Non-Haar random circuits form unitary designs as fast as Haar random circuits (2504.07390v1)

Abstract: The unitary design formation in random circuits has attracted considerable attention due to its wide range of practical applications and relevance to fundamental physics. While the formation rates in Haar random circuits have been extensively studied in previous works, it remains an open question how these rates are affected by the choice of local randomizers. In this work, we prove that the circuit depths required for general non-Haar random circuits to form unitary designs are upper bounded by those for the corresponding Haar random circuits, up to a constant factor independent of the system size. This result is derived in a broad range of circuit structures, including one- and higher-dimensional lattices, geometrically non-local configurations, and even extremely shallow circuits with patchwork architectures. We provide specific applications of these results in randomized benchmarking and random circuit sampling, and also discuss their implications for quantum many-body physics. Our work lays the foundation for flexible and robust randomness generation in real-world experiments, and offers new insights into chaotic dynamics in complex quantum systems.

Non-Haar Random Circuits Achieve Unitary Designs Efficiently

The paper "Non-Haar random circuits form unitary designs as fast as Haar random circuits" addresses a fundamental problem in quantum information science: the formation rate of unitary designs in random circuits. The authors explore how various circuit structures, particularly non-Haar random circuits, achieve unitary $t$-designs—a mathematical framework that mimics Haar randomness up to the $t$-th moment—at depths comparable to those in Haar random circuits.

Key Contributions

This paper confirms a longstanding hypothesis: the depth of non-Haar random circuits needed to form unitary designs is efficiently bounded by the depth of Haar random circuits, up to a constant factor independent of system size. The authors' findings span vast classes of circuit topologies, indicating their result's robustness. Specific circuit architectures examined include:

• Single-Layer-Connected Circuits: For circuits where a single layer is sufficient to connect the graph of operations, the depth required to achieve an $\varepsilon$-approximate unitary $t$-design equals the corresponding depth for Haar random circuits multiplied by a constant determined by the minimum spectral gap of the local two-qudit gates.
• Multilayer-Connected Circuits: Fixed-architecture circuits, such as brickwork circuits, where connectivity requires multiple layers, also maintain their unitary design formation rates when local gates are non-Haar random. The prolongation in depth is proportional to the power of the architecture's connection depth.
• Patchwork Circuits: These notable circuits, composed of unitary designs on small patches stitched together, achieve these designs in logarithmic depth. The authors build upon prior methods, namely the detectability lemma, revealing that patchwork architectures similarly produce unitary designs even with non-Haar local gates.

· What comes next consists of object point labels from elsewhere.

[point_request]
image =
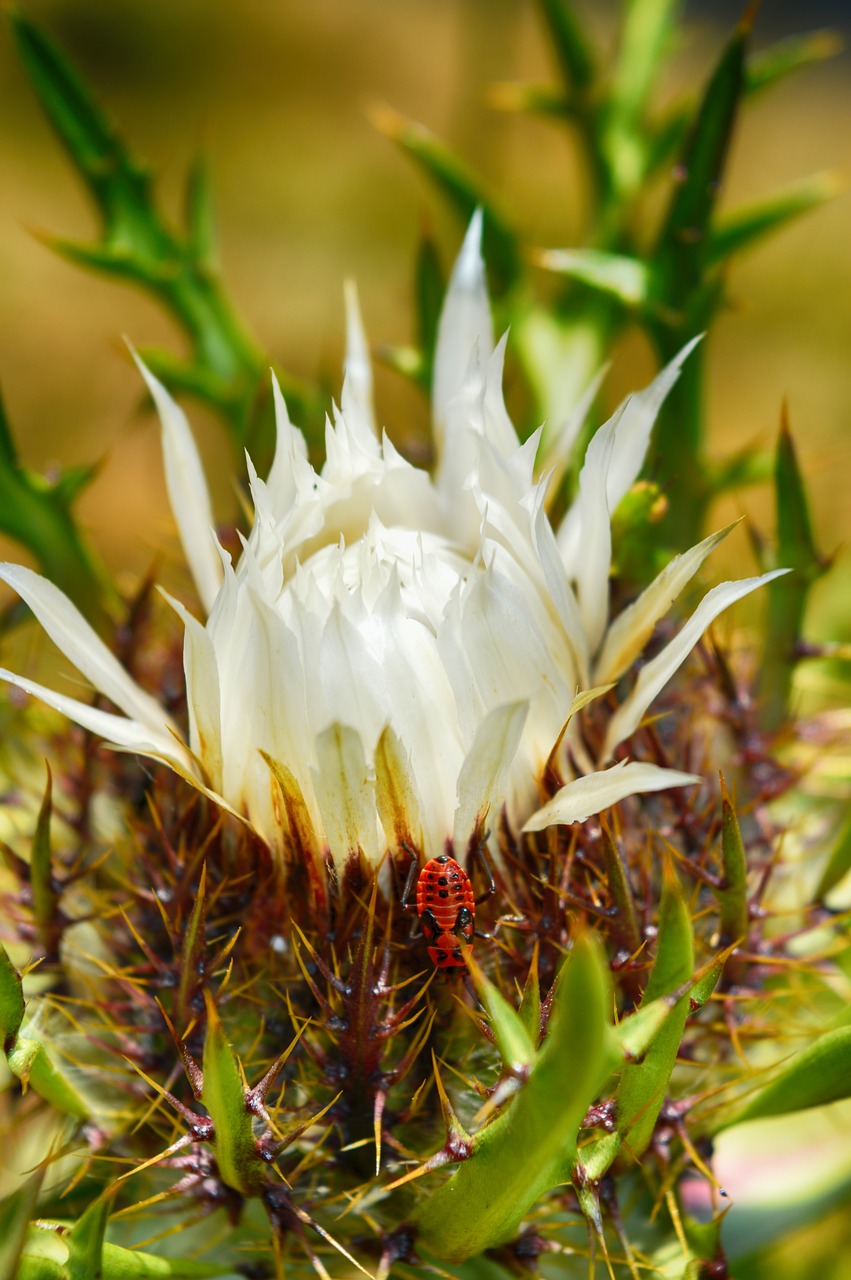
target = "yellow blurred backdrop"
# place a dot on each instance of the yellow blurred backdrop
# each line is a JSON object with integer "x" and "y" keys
{"x": 307, "y": 192}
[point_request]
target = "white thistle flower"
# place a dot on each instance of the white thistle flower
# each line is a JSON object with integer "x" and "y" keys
{"x": 396, "y": 657}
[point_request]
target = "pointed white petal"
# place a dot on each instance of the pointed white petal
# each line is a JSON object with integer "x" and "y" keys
{"x": 658, "y": 672}
{"x": 396, "y": 792}
{"x": 117, "y": 730}
{"x": 346, "y": 796}
{"x": 591, "y": 566}
{"x": 69, "y": 630}
{"x": 483, "y": 781}
{"x": 291, "y": 455}
{"x": 557, "y": 447}
{"x": 630, "y": 429}
{"x": 357, "y": 385}
{"x": 640, "y": 412}
{"x": 465, "y": 321}
{"x": 187, "y": 488}
{"x": 634, "y": 626}
{"x": 598, "y": 791}
{"x": 204, "y": 695}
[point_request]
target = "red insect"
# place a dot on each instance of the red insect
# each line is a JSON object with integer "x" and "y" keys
{"x": 447, "y": 908}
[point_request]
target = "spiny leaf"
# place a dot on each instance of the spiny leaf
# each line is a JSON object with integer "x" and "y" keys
{"x": 570, "y": 42}
{"x": 12, "y": 1002}
{"x": 817, "y": 1075}
{"x": 15, "y": 1214}
{"x": 646, "y": 32}
{"x": 746, "y": 227}
{"x": 732, "y": 895}
{"x": 117, "y": 182}
{"x": 224, "y": 1097}
{"x": 791, "y": 55}
{"x": 37, "y": 515}
{"x": 838, "y": 863}
{"x": 46, "y": 1257}
{"x": 41, "y": 871}
{"x": 200, "y": 220}
{"x": 193, "y": 954}
{"x": 462, "y": 187}
{"x": 787, "y": 595}
{"x": 643, "y": 1086}
{"x": 627, "y": 279}
{"x": 513, "y": 1041}
{"x": 86, "y": 1240}
{"x": 682, "y": 243}
{"x": 530, "y": 1005}
{"x": 430, "y": 287}
{"x": 37, "y": 1066}
{"x": 625, "y": 926}
{"x": 520, "y": 1153}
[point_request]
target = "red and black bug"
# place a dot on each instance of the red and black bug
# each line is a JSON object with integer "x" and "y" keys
{"x": 447, "y": 908}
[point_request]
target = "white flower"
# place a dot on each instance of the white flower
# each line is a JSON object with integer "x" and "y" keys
{"x": 396, "y": 657}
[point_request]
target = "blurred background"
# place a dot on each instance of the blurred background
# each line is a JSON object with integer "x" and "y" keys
{"x": 307, "y": 192}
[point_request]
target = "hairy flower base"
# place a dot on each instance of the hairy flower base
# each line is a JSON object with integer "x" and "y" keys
{"x": 293, "y": 1034}
{"x": 398, "y": 658}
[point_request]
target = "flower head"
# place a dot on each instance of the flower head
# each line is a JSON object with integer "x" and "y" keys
{"x": 396, "y": 658}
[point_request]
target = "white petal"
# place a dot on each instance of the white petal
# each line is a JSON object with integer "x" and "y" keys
{"x": 596, "y": 791}
{"x": 590, "y": 568}
{"x": 659, "y": 670}
{"x": 557, "y": 447}
{"x": 117, "y": 730}
{"x": 69, "y": 630}
{"x": 357, "y": 385}
{"x": 396, "y": 792}
{"x": 634, "y": 626}
{"x": 346, "y": 796}
{"x": 483, "y": 781}
{"x": 291, "y": 456}
{"x": 204, "y": 696}
{"x": 187, "y": 488}
{"x": 640, "y": 412}
{"x": 465, "y": 323}
{"x": 630, "y": 426}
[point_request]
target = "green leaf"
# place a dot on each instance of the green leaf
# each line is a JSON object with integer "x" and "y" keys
{"x": 791, "y": 55}
{"x": 15, "y": 1212}
{"x": 463, "y": 190}
{"x": 625, "y": 923}
{"x": 117, "y": 182}
{"x": 193, "y": 954}
{"x": 838, "y": 863}
{"x": 643, "y": 1086}
{"x": 200, "y": 220}
{"x": 732, "y": 894}
{"x": 37, "y": 515}
{"x": 513, "y": 1041}
{"x": 530, "y": 1005}
{"x": 819, "y": 1074}
{"x": 140, "y": 246}
{"x": 570, "y": 42}
{"x": 746, "y": 227}
{"x": 522, "y": 1151}
{"x": 46, "y": 1257}
{"x": 12, "y": 1002}
{"x": 787, "y": 595}
{"x": 627, "y": 279}
{"x": 224, "y": 1097}
{"x": 86, "y": 1240}
{"x": 681, "y": 251}
{"x": 645, "y": 36}
{"x": 32, "y": 1061}
{"x": 430, "y": 287}
{"x": 41, "y": 872}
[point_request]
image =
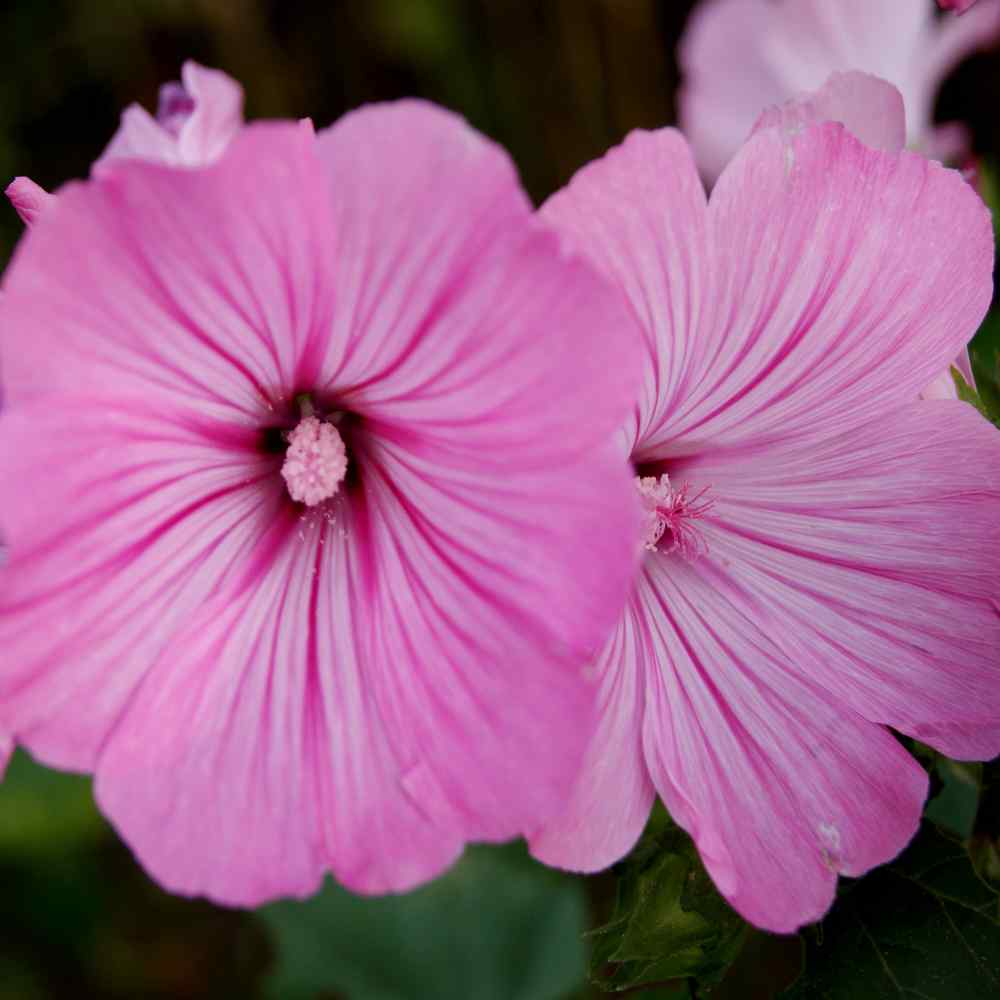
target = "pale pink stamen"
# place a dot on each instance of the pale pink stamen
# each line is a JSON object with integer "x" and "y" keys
{"x": 315, "y": 463}
{"x": 669, "y": 516}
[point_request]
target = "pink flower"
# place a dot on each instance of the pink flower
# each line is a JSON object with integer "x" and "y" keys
{"x": 843, "y": 571}
{"x": 873, "y": 110}
{"x": 740, "y": 56}
{"x": 195, "y": 122}
{"x": 371, "y": 320}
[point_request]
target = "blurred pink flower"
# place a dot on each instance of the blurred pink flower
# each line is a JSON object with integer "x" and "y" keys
{"x": 843, "y": 571}
{"x": 196, "y": 119}
{"x": 873, "y": 110}
{"x": 368, "y": 679}
{"x": 740, "y": 56}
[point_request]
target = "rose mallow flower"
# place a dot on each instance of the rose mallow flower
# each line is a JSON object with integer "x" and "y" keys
{"x": 821, "y": 550}
{"x": 312, "y": 511}
{"x": 873, "y": 111}
{"x": 740, "y": 56}
{"x": 196, "y": 119}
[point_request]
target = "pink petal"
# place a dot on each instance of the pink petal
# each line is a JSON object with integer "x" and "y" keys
{"x": 192, "y": 138}
{"x": 640, "y": 214}
{"x": 613, "y": 793}
{"x": 350, "y": 707}
{"x": 957, "y": 38}
{"x": 835, "y": 299}
{"x": 741, "y": 56}
{"x": 869, "y": 107}
{"x": 145, "y": 519}
{"x": 29, "y": 200}
{"x": 874, "y": 552}
{"x": 184, "y": 286}
{"x": 816, "y": 293}
{"x": 781, "y": 787}
{"x": 443, "y": 276}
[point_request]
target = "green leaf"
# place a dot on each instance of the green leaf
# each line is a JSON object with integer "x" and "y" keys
{"x": 669, "y": 923}
{"x": 955, "y": 805}
{"x": 44, "y": 811}
{"x": 969, "y": 395}
{"x": 498, "y": 925}
{"x": 924, "y": 927}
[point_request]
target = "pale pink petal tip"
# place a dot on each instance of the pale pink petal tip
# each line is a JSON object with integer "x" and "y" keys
{"x": 29, "y": 200}
{"x": 869, "y": 107}
{"x": 195, "y": 121}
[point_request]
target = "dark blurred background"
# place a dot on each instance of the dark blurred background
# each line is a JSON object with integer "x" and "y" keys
{"x": 555, "y": 81}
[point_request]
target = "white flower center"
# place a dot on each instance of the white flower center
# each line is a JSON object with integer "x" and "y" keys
{"x": 670, "y": 514}
{"x": 315, "y": 463}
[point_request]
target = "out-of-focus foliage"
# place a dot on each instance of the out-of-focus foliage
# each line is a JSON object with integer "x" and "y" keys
{"x": 670, "y": 923}
{"x": 924, "y": 927}
{"x": 496, "y": 927}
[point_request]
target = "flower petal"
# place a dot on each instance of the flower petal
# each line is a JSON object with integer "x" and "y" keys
{"x": 613, "y": 792}
{"x": 195, "y": 137}
{"x": 445, "y": 279}
{"x": 740, "y": 56}
{"x": 376, "y": 692}
{"x": 779, "y": 785}
{"x": 878, "y": 547}
{"x": 640, "y": 214}
{"x": 29, "y": 200}
{"x": 957, "y": 38}
{"x": 835, "y": 299}
{"x": 184, "y": 286}
{"x": 121, "y": 522}
{"x": 869, "y": 107}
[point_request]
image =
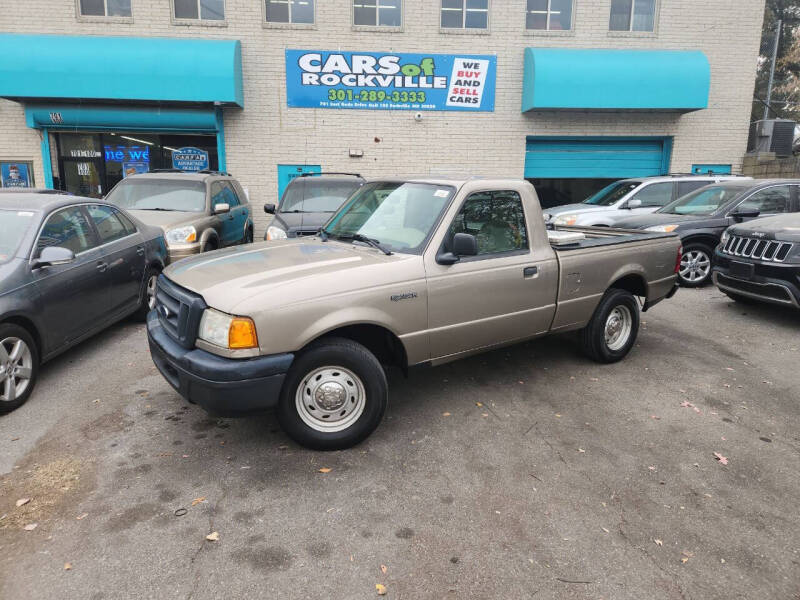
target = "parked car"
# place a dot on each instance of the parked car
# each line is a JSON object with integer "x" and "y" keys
{"x": 760, "y": 261}
{"x": 700, "y": 218}
{"x": 198, "y": 212}
{"x": 69, "y": 267}
{"x": 308, "y": 202}
{"x": 408, "y": 273}
{"x": 630, "y": 197}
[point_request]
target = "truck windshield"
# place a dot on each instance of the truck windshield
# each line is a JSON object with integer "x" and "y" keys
{"x": 314, "y": 195}
{"x": 14, "y": 224}
{"x": 705, "y": 201}
{"x": 399, "y": 215}
{"x": 160, "y": 194}
{"x": 611, "y": 193}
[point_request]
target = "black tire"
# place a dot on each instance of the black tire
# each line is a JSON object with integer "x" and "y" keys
{"x": 593, "y": 336}
{"x": 7, "y": 331}
{"x": 338, "y": 354}
{"x": 690, "y": 251}
{"x": 147, "y": 297}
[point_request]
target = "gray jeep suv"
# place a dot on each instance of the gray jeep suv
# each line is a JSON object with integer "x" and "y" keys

Numerical and Theoretical Implications

The authors emphasize the significance of their results with several implications:

• Global Randomness and Chaos: They establish that phenomena associated with quantum chaos, such as scrambling and complexity growth, persist regardless of local randomizer choices. This universality implies that chaotic properties in quantum many-body systems are robust, offering new perspectives for experimentalists conducting research under non-ideal conditions.
• Anticoncentration in Quantum Advantage: The results hint that anticoncentration—a critical component in arguments for quantum supremacy—can be established within shallow-depth circuits of non-Haar random gates. This directly impacts the ongoing development of quantum algorithms designed to outperform classical counterparts.
• Randomized Benchmarking: The work outlines enhanced flexibility for randomized benchmarking protocols by showing that systemic randomness generation is largely invariant with respect to variations in local gate choices. This provides assurance for practical quantum computing efforts aiming to quantify errors and gate fidelities.

Future Directions

The pathways introduced by this paper open several intriguing research avenues. Notably, it prompts further investigation into whether these principles hold across different quantum systems, including those with symmetry constraints or involving continuous-variable quantum information. Additionally, an understanding of cases where non-Haar random circuits may outpace their Haar counterparts in generating scrambling or complexity could further refine our approach to randomness in quantum systems.

In summary, this paper contributes significant theoretical insights into the behavior of non-Haar random circuits in quantum computing, forging new connections between fundamental physics and practical applications in the rapidly growing field of quantum information science.